Mr. Gibson’s greatest wish right now is that “the party structure would allow for a more unified, strategic approach on anything,” because right now, “it’s a hodge-podge of disagreeing tribes.”
“For this to truly be effective,” he said the GOP must have “good strategic leadership to initiate these programs.”
‘It Will Be Very Messy’
Richard Frederick is the State Chair for RETHINK! GOP, an organization dedicated to “empowering voters through ballot harvesting, early voting programs and education.”For the past six or seven months he’s been on the phone with voters from California to Nevada who are confused by the GOP’s sudden switch to advocating practices they’ve condemned for years.
“For years we had top people in the GOP screaming that ’this was illegal, you shouldn’t be doing it, and the Democrats are doing things that are fraudulent,'” Mr. Frederick told The Epoch Times. “Now they’re flipping and saying you have to vote early, you have to ballot harvest. So it’s been very confusing to their voters.”
Curiously though, he also says most of the voters he speaks with never understood why the GOP was so opposed to those practices in the first place.
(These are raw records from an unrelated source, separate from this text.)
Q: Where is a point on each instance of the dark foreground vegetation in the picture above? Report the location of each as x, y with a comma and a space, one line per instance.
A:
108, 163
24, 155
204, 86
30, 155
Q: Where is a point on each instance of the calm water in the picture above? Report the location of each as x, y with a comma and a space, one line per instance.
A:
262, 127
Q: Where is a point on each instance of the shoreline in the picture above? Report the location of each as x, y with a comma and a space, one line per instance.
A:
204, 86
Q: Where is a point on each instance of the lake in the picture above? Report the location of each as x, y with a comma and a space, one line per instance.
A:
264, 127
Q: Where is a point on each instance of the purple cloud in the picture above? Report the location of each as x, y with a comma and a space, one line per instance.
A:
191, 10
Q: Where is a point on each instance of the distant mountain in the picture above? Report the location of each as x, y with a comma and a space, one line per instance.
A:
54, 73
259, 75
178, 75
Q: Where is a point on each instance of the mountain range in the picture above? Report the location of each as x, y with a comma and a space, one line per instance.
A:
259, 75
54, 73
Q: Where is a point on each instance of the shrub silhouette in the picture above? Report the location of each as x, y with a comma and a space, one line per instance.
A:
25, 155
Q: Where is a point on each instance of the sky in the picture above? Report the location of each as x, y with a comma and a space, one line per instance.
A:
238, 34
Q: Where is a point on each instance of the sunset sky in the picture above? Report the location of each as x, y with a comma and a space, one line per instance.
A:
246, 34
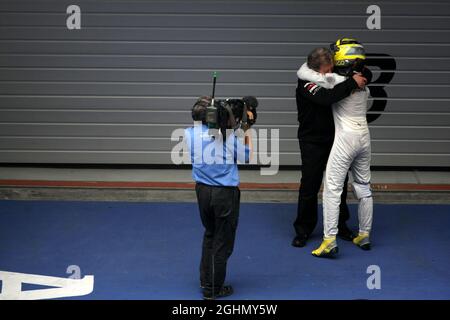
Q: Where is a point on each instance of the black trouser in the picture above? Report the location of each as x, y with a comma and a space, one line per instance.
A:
314, 161
219, 211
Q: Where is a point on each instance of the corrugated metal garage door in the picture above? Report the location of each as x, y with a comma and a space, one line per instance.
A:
113, 91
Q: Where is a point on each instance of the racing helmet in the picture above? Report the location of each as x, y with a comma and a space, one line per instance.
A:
348, 55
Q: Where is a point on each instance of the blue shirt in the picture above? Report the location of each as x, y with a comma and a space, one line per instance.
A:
214, 161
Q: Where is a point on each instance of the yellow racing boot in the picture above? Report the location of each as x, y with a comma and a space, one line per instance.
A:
362, 241
327, 249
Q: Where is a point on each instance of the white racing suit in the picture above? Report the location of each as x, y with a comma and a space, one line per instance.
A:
351, 149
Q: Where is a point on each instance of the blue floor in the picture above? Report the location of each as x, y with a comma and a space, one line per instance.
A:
152, 250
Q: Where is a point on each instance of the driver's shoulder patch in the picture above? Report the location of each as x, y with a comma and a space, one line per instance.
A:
312, 87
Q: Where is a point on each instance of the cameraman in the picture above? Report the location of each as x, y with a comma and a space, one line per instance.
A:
218, 194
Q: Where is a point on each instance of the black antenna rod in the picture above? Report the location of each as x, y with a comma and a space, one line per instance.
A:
214, 84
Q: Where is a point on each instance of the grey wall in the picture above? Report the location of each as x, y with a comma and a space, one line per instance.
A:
113, 91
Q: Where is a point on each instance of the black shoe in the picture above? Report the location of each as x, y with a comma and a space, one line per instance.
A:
300, 241
345, 233
225, 291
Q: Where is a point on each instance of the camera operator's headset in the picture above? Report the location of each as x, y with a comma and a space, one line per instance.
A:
348, 55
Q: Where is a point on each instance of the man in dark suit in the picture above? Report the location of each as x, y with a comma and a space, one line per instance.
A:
316, 135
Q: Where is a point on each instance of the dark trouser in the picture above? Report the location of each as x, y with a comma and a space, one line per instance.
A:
314, 161
219, 211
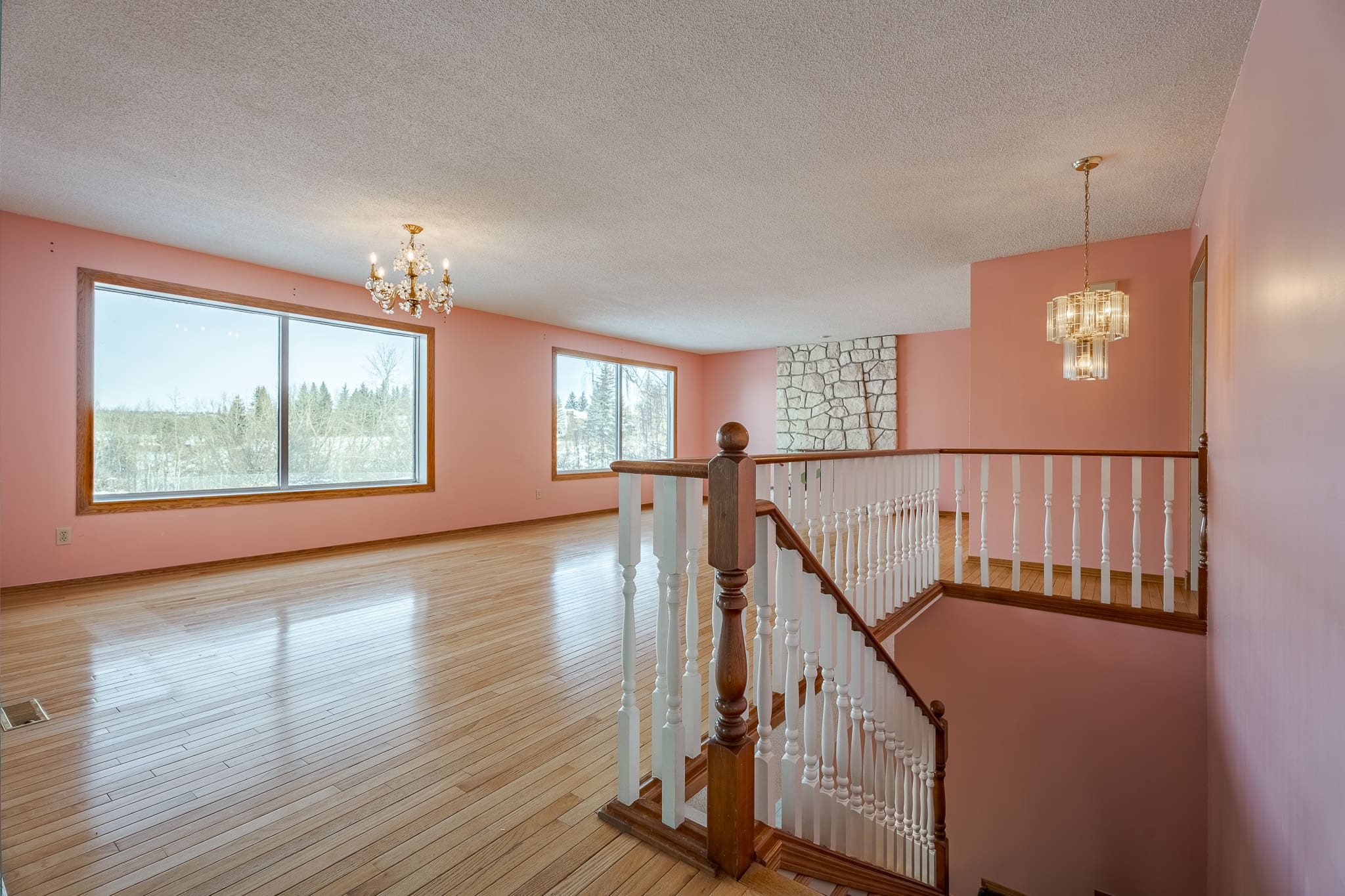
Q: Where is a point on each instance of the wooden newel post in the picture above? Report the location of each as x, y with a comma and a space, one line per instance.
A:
940, 801
730, 817
1202, 489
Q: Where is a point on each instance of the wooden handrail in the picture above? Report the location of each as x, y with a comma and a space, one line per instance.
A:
1066, 453
789, 538
692, 468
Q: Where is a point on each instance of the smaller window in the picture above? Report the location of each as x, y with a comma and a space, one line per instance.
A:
607, 410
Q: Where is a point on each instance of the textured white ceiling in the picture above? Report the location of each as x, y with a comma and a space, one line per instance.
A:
705, 175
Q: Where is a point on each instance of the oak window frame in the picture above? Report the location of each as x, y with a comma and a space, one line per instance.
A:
85, 503
621, 362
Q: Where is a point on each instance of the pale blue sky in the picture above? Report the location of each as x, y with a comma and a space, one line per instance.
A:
148, 350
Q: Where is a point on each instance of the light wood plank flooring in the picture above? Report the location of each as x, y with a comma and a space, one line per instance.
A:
433, 717
430, 717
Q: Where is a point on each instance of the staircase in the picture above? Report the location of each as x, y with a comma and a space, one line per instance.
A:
821, 761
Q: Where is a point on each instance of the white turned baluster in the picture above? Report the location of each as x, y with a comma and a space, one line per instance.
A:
861, 598
1048, 568
827, 660
985, 512
763, 598
827, 523
957, 519
1017, 547
658, 700
927, 778
920, 523
912, 811
1075, 572
786, 495
872, 602
931, 465
879, 822
903, 536
1169, 595
674, 733
811, 711
791, 765
628, 716
841, 807
871, 746
692, 680
808, 485
854, 819
1137, 572
1105, 571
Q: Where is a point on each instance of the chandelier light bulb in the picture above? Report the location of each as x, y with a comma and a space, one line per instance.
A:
409, 295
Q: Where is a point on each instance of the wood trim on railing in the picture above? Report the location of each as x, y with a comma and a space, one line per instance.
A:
940, 800
1066, 452
1147, 617
835, 456
787, 536
688, 468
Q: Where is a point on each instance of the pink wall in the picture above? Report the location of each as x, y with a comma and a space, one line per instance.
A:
1076, 748
1277, 391
739, 386
1020, 399
934, 396
493, 435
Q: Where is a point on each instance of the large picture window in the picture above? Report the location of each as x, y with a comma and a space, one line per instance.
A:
607, 410
191, 396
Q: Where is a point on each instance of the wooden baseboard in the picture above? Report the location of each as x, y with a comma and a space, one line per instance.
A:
37, 589
893, 622
805, 857
1106, 612
642, 819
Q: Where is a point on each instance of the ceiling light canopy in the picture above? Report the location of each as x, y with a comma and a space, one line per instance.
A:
412, 296
1086, 322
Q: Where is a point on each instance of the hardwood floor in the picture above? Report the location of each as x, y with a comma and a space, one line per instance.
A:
431, 717
435, 717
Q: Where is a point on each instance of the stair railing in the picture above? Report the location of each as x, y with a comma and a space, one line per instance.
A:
864, 763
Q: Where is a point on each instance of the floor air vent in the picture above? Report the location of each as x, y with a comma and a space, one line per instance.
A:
22, 714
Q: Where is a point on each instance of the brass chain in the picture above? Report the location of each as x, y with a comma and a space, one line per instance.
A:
1086, 227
“They never saw it as illegal. You had Trump, DeSantis, McDaniel, and other public figures saying it’s illegal, and it wasn’t illegal,” he said. “Here in Nevada, we lost a ton of seats because of that. The Party shot themselves in the foot and the Democrats sat back and loved every minute of it because they knew they didn’t have to worry about Republicans ballot harvesting.”
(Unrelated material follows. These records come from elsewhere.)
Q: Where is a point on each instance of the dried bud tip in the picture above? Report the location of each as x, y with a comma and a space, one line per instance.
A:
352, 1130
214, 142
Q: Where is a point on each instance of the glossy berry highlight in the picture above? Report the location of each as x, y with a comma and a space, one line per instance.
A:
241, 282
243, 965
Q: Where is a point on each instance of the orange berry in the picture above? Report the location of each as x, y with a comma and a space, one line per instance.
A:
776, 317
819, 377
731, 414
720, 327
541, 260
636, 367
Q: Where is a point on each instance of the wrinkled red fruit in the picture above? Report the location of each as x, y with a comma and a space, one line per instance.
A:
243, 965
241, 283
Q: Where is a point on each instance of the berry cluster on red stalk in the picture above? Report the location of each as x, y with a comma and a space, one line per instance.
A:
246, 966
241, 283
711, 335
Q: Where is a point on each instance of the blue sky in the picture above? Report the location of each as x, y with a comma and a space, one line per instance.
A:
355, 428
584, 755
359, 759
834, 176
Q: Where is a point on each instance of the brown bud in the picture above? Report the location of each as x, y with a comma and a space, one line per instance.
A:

Mr. Frederick then recalled how the GOP’s opposition to early voting also cost Republicans in Nevada because the day before election day in 2020, they got “about a foot of snow.”
“Most people didn’t go out and vote. So all of those Democrats who mailed in their votes had the jump on everybody,” he said.
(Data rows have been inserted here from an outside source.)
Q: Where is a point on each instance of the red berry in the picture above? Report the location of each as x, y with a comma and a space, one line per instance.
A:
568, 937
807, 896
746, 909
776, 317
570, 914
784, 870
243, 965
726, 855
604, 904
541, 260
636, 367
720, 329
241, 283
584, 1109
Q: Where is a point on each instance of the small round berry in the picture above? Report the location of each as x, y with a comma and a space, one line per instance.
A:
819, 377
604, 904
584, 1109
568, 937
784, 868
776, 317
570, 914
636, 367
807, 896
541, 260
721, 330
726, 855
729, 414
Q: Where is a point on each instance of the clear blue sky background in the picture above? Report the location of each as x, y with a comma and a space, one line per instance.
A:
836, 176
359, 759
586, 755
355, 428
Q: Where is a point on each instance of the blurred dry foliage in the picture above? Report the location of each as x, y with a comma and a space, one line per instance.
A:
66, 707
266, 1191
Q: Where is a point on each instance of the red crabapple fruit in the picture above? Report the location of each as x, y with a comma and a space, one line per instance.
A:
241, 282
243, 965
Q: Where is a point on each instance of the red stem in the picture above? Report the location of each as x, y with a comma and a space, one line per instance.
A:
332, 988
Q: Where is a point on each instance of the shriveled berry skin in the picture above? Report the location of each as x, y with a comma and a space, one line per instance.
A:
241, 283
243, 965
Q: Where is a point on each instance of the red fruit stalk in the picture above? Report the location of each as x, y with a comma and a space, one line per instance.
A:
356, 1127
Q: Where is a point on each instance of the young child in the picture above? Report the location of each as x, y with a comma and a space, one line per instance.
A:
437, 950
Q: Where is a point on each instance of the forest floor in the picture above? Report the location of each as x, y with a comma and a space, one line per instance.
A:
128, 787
He also believes the GOP will likely face endless lawsuits after “election season” simply because they aren’t experienced with ballot harvesting.
By the Numbers
The National Conference of State Legislators shows that 31 states authorize someone other than the voter to return a ballot for them.Arkansas, Colorado, Florida, Louisiana, Minnesota, Montana, New Jersey, Oklahoma, and West Virginia have essentially banned ballot harvesting in their states by limiting the number of ballots an individual may deliver on a voter’s behalf. Florida and Louisiana only allow a family member to deliver a ballot on a voter’s behalf. Oklahoma “prohibits ballot harvesting entirely.